The Cairns visit was a part of a wider project titled ‘Going Global – Enhancing the intercultural business capabilities of Queensland Entrepreneurs and Indian Women Entrepreneurs’. It was presented in partnership with Griffith University and Trade and Investment Queensland’s Study Queensland.

“Lessons from the program will help develop market intelligence, and possibly short courses, to help Queensland businesses enter the Indian market,” says Associate Professor Marrie.

The Cairns component of the visit began with an evening welcome function hosted by the Hilton Hotel on Thursday 14 November. Local and state politicians and community leaders mingled with the women entrepreneurs.

After a panel discussion/forum on Friday morning (15 November), the Indian visitors toured the Yarrabah Aboriginal community to gain an insight into the potential for development of business links in rural areas.

This project has been co-funded by the Queensland Government’s International Education and Training Partnership Fund.

Indian Women Innovators Project delegates are involved in:

  • Education for children in rural areas
  • Ecologically and socially sustainable food, health and lifestyle products
  • Craft-based skill development and income enhancement for traditional artisans and marginalised communities
  • Jewellery manufacture and sales to develop women’s entrepreneurship and self-reliance
  • All-natural artisan flour manufacture
  • Social organisation focused on accessibility solutions for the blind in India, including braille-based merchandise and a Disability Etiquette Program
  • Development of cafés to provide training, employment and entrepreneurship opportunities for adults with intellectual, physical and psychiatric disability – to encourage economic independence and dignity
  • Development of technologies for sustainable solid waste processing, including composting, vermicomposting, mechanical compost – municipal solid waste management for sustainable development of cities
  • A boutique law firm focusing on intellectual property, corporate, commercial, transactional, Information technologies, and employment law
  • and a consultancy focusing on strategic planning, industry intelligence and financial advice for manufacturing, trade, distribution and retail.

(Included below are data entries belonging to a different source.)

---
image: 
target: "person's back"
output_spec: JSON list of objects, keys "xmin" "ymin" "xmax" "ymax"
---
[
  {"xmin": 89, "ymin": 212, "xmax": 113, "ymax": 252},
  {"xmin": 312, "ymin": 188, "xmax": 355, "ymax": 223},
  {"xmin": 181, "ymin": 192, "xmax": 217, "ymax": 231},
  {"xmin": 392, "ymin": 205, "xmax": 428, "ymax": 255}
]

Local Indigenous women entrepreneurs are involved in:

  • Aboriginal-design silk scarf manufacture and sales – contributing to the economic empowerment of Aboriginal women artists living in disadvantaged homelands communities, through payments of art licensing fees and royalties, and artwork purchases
  • Information and communications technology supply, and support of community self-sufficiency through both physical and social infrastructure
  • A 100% Indigenous-owned law firm, dealing in commercial, construction and Indigenous law – which also advises on incorporating and adhering to cultural protocol and dealing in culturally appropriate ways
  • Law and accountancy
  • Using technologies and complementary traditional practices to provide solutions for disadvantaged people and to create social and economic inclusion across many boards and advisory bodies for the arts, business, regional development, Indigenous innovation and academia
  • Art across multiple mediums, including pottery, painting and jewellery
  • Production of hand-painted fashion accessories, and artwork design for logos and clothing.